Chinese sailors backed up by international navies fought off Somali pirates trying to hijack their ship yesterday, one day after the UN authorized land operations against the increasingly bold bandits.
The dramatic high-seas encounter was among a fresh wave of attacks by pirates in the Gulf of Aden, where three other ships were hijacked on Tuesday, as China considered whether to send warships to the pirate-infested waters.
A band of pirates boarded the Chinese-owned vessel Zhenhua 4 yesterday, but the sailors prevented them from invading their crew accommodation for several hours — enough time to seek help from the coalition forces.
“I’m actually very surprised that the crew managed to hold back the pirates. I don’t know how they did it, but they did it,” said Noel Choong, head of the International Maritime Bureau piracy reporting center in Kuala Lumpur.
“Because of this action, the military helicopters came and they managed to chase the pirates away. The pirates on board eventually left the ship and the master is proceeding on his course,” he said.
The rescue of the Chinese crew was the latest successful intervention from the newly created EU naval task force, which took over patrols off the Horn of Africa from NATO on Dec. 8.
But Somali pirates managed to capture three other ships in the Gulf of Aden on Tuesday, said Andrew Mwangura of the Kenyan chapter of the East African Seafarers Assistance Program.
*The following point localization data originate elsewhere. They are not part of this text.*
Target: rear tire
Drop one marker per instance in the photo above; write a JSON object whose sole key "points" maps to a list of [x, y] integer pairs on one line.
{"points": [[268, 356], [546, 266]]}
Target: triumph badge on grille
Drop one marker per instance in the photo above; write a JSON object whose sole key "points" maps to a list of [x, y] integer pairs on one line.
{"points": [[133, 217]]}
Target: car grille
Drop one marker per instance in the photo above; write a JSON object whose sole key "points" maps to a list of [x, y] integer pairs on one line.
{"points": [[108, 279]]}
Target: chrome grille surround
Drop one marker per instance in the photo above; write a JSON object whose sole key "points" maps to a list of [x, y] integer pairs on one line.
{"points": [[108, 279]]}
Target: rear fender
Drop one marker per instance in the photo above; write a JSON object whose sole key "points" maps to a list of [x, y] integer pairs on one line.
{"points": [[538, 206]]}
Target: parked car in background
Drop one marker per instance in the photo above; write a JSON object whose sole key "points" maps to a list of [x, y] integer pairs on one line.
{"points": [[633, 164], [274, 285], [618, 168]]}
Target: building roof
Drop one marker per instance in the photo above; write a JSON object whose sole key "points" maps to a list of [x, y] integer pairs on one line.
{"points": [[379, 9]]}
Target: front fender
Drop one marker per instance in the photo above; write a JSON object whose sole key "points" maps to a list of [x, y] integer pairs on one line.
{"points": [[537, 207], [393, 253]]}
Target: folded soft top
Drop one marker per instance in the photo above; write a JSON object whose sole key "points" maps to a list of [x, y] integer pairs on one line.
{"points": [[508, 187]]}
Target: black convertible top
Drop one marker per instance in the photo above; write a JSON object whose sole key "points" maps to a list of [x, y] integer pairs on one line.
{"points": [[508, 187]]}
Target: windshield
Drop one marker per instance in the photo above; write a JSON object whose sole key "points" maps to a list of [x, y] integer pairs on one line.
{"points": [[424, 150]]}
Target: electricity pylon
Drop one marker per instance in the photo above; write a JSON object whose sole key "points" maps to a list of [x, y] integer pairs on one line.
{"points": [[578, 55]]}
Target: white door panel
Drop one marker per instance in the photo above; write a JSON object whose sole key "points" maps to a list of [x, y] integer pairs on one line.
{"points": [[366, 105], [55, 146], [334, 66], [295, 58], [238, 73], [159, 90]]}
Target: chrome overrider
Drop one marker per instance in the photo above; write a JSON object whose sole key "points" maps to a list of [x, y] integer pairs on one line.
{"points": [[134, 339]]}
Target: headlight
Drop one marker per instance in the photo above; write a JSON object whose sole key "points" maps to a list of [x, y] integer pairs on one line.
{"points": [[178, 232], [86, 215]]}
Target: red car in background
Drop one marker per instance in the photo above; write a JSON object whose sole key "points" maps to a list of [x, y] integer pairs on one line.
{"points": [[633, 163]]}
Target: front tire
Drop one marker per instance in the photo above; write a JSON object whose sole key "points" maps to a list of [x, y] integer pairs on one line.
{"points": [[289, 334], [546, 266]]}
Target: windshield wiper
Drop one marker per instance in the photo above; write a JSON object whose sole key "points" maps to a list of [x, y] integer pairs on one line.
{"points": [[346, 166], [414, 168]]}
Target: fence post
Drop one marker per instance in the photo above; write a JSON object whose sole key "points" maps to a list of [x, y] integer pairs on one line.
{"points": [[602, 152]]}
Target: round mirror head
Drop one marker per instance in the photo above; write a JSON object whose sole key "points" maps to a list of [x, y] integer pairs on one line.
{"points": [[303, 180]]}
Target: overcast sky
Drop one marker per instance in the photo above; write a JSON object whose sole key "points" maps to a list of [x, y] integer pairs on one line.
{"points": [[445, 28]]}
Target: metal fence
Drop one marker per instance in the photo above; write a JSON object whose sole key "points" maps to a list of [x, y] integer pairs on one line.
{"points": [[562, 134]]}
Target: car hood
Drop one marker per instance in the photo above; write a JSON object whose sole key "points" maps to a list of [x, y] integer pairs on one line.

The pirates seized a yacht crewed by just two people and two commercial ships: a cargo vessel and a tug serving as an oil industry support ship, Mwangura said.
Choong also said pirates had hijacked a Turkish cargo ship, a Malaysian tug boat and attacked three other vessels in the Gulf of Aden in the past week.
Deputy Chinese Foreign Minister He Yafei (何亞非) said his country may also send warships to fight piracy off Somalia, in what would be an unprecedented display of naval power far from its shores.
“China is seriously considering sending naval ships to the Gulf of Aden and waters off the Somali coast for escorting operations in the near future,” He was quoted as saying by Xinhua news agency.
The UN Security Council approved a resolution, cosponsored by Belgium, France, Greece, Liberia and South Korea, to give those nations already involved in battling pirates off Somalia a one-year mandate to act against them on land.